His K1 Invest fund eventually developed deficits of 30 percent to 60 percent and his K1 Global fund as much as 25 percent. With the financial crisis in 2008, the spiral accelerated, said Kiener.
“This wasn’t a Ponzi scheme in the classical sense, where you just accept money with one hand and give it out to the next investor with the other hand,” Groepper told reporters. “It had some financial intelligence, as money was indeed invested and some of it made real profits.”
Today’s statement makes up 20 percent of what Kiener intends to tell the court. He will complete his testimony on May 4, Groepper said.

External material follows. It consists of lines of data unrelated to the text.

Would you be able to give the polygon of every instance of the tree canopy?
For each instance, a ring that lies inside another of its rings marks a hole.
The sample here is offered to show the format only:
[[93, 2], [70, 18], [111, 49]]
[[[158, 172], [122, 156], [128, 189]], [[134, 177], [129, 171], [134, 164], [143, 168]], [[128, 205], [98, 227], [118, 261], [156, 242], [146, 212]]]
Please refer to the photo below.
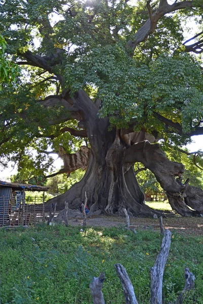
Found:
[[[95, 156], [96, 129], [109, 138], [150, 133], [163, 147], [203, 134], [201, 0], [0, 4], [4, 56], [21, 68], [0, 94], [2, 164], [42, 176], [59, 146], [64, 158], [86, 142]], [[197, 32], [184, 41], [191, 20]], [[108, 122], [94, 127], [92, 118]]]

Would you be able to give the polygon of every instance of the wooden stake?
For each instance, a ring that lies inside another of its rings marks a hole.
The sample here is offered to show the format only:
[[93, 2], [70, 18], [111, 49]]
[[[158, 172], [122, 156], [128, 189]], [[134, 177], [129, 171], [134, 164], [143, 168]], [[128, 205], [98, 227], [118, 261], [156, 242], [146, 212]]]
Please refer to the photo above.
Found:
[[67, 214], [69, 211], [69, 203], [65, 201], [65, 224], [67, 226]]
[[85, 201], [84, 204], [82, 204], [82, 210], [83, 213], [83, 228], [85, 228], [86, 227], [86, 223], [87, 223], [87, 214], [86, 214], [86, 206], [87, 206], [87, 193], [85, 191]]
[[28, 208], [28, 205], [27, 204], [26, 206], [26, 212], [25, 212], [25, 225], [27, 224], [27, 208]]
[[130, 226], [130, 218], [129, 217], [128, 214], [125, 208], [123, 208], [123, 210], [125, 213], [125, 218], [126, 219], [126, 228], [127, 229], [129, 229]]
[[3, 196], [3, 226], [4, 226], [4, 217], [5, 217], [5, 197]]
[[162, 287], [165, 265], [171, 246], [171, 233], [165, 230], [161, 250], [154, 266], [151, 270], [151, 304], [162, 303]]
[[[55, 213], [56, 213], [56, 204], [52, 204], [51, 205], [51, 209], [49, 211], [49, 217], [48, 219], [47, 224], [51, 225], [53, 221], [54, 220]], [[52, 214], [52, 211], [53, 211], [53, 213]]]
[[164, 233], [165, 233], [165, 229], [164, 229], [164, 227], [163, 227], [163, 218], [162, 216], [160, 216], [159, 217], [159, 226], [160, 226], [160, 229], [161, 230], [160, 234], [161, 236], [164, 236]]
[[125, 269], [121, 264], [115, 264], [114, 267], [123, 287], [126, 304], [138, 304], [133, 287]]
[[105, 274], [101, 273], [98, 278], [93, 278], [89, 284], [94, 304], [105, 304], [101, 289], [105, 280]]
[[175, 304], [182, 304], [186, 296], [187, 291], [194, 288], [195, 276], [192, 273], [190, 272], [189, 268], [185, 270], [185, 286], [179, 294]]

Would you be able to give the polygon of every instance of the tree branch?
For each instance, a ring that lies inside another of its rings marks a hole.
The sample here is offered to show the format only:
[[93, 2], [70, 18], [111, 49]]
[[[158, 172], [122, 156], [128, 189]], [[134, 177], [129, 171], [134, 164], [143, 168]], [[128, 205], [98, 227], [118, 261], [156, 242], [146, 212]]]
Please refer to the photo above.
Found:
[[134, 288], [125, 269], [121, 264], [115, 264], [114, 267], [120, 280], [125, 298], [128, 304], [138, 304]]
[[181, 125], [179, 123], [174, 123], [173, 121], [165, 117], [164, 117], [159, 113], [153, 111], [154, 116], [156, 117], [159, 121], [164, 123], [166, 125], [171, 126], [175, 129], [178, 130], [178, 134], [180, 135], [185, 135], [188, 136], [193, 136], [194, 135], [200, 135], [203, 134], [202, 127], [195, 127], [193, 128], [189, 133], [184, 133]]
[[149, 19], [139, 28], [137, 33], [134, 35], [132, 40], [129, 40], [127, 43], [127, 47], [132, 50], [133, 53], [138, 45], [144, 41], [147, 37], [152, 34], [156, 29], [158, 21], [165, 15], [179, 10], [193, 7], [202, 7], [200, 2], [198, 1], [182, 1], [177, 2], [170, 5], [166, 0], [160, 0], [157, 9], [153, 13], [150, 8], [150, 2], [147, 2]]
[[171, 246], [171, 233], [165, 230], [161, 250], [151, 270], [151, 304], [161, 304], [163, 272]]
[[69, 132], [70, 134], [74, 136], [78, 136], [79, 137], [87, 137], [87, 132], [85, 130], [76, 130], [69, 127], [64, 127], [59, 131], [60, 133], [64, 133], [65, 132]]

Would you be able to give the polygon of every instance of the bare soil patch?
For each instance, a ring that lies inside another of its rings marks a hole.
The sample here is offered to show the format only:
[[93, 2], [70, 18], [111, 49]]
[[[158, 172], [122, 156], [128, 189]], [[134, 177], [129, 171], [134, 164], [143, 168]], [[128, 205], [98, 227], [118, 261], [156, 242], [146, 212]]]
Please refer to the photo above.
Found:
[[[159, 230], [159, 220], [153, 218], [136, 217], [130, 218], [130, 225], [136, 230]], [[182, 217], [175, 216], [163, 219], [166, 229], [170, 229], [179, 233], [203, 236], [202, 217]], [[70, 218], [69, 224], [73, 226], [82, 225], [83, 219]], [[105, 215], [93, 216], [87, 218], [88, 226], [118, 227], [124, 226], [125, 218], [117, 216]]]

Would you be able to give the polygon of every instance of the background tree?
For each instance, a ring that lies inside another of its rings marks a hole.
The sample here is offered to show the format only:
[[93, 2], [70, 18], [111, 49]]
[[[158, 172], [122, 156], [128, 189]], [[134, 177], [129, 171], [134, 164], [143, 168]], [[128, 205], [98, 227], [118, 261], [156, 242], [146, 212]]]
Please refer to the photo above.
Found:
[[[203, 192], [181, 181], [184, 166], [149, 142], [181, 146], [203, 134], [201, 69], [188, 54], [202, 52], [202, 32], [182, 44], [183, 20], [194, 16], [201, 24], [202, 1], [1, 4], [7, 54], [23, 67], [14, 93], [5, 88], [1, 96], [2, 163], [22, 163], [32, 146], [42, 171], [51, 147], [64, 161], [59, 173], [87, 167], [79, 183], [54, 199], [59, 208], [65, 200], [77, 208], [86, 192], [92, 212], [125, 207], [153, 216], [133, 173], [139, 162], [174, 209], [202, 212]], [[70, 155], [74, 137], [82, 146]]]

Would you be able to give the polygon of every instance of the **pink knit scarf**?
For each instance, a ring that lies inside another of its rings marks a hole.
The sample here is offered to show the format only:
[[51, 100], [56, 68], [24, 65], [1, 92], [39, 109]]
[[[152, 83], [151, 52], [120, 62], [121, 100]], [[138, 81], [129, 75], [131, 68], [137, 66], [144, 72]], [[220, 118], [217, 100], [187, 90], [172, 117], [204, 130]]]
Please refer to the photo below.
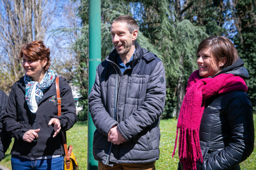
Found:
[[244, 79], [232, 74], [221, 74], [201, 79], [199, 70], [190, 75], [177, 125], [177, 136], [172, 157], [175, 154], [179, 137], [179, 156], [184, 170], [196, 169], [196, 162], [203, 162], [199, 130], [206, 100], [212, 96], [234, 91], [246, 92]]

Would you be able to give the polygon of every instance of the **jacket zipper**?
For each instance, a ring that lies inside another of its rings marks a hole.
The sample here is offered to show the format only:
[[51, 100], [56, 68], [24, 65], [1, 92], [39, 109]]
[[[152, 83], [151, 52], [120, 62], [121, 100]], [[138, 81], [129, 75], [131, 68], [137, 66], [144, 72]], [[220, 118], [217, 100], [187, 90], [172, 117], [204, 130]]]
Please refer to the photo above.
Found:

Kiener deceived investors in the funds’ prospectus, which claimed it used a diversification strategy that could produce annual average profits of 10 percent. In reality, the funds used existing money to pay new customers and Kiener forged documents showing K1 invested in other funds, according to the indictment.
The system broke down in the second half of 2008 when Barclays and BNP started asking questions about money they had invested with Kiener, according to the indictment.
K1’s funds are being liquidated in the British Virgin Islands. Kiener’s personal assets were placed in insolvency proceedings in Germany. X1 Fund Allocation GmbH, a Hamburg-based K1 company, is also under administration.
Barclays issued notes in 2005 and 2007 with X1 Fund Allocation as the investment manager. The lender started that program because the bank relied on Kiener’s false statements about K1’s successes, according to the charges.
Kiener started K1 in 1995 while still working as an advertising salesman. The firm claimed returns of 825 percent from 1996 through June 2009, according to its website, which was taken down after the disparities came to light. The Standard & Poor’s 500 Index gained 49 percent over the same period. The charges in the trial relate to actions between 2006 and 2009.
Kiener told the court today that he turned to the financial world after he was unable to find a job as a psychologist.
“It turned out that I wasn’t really suitable for becoming a psychotherapist, all job applications failed,” said Kiener. “So starting in the financial world was sort of a workaround solution.”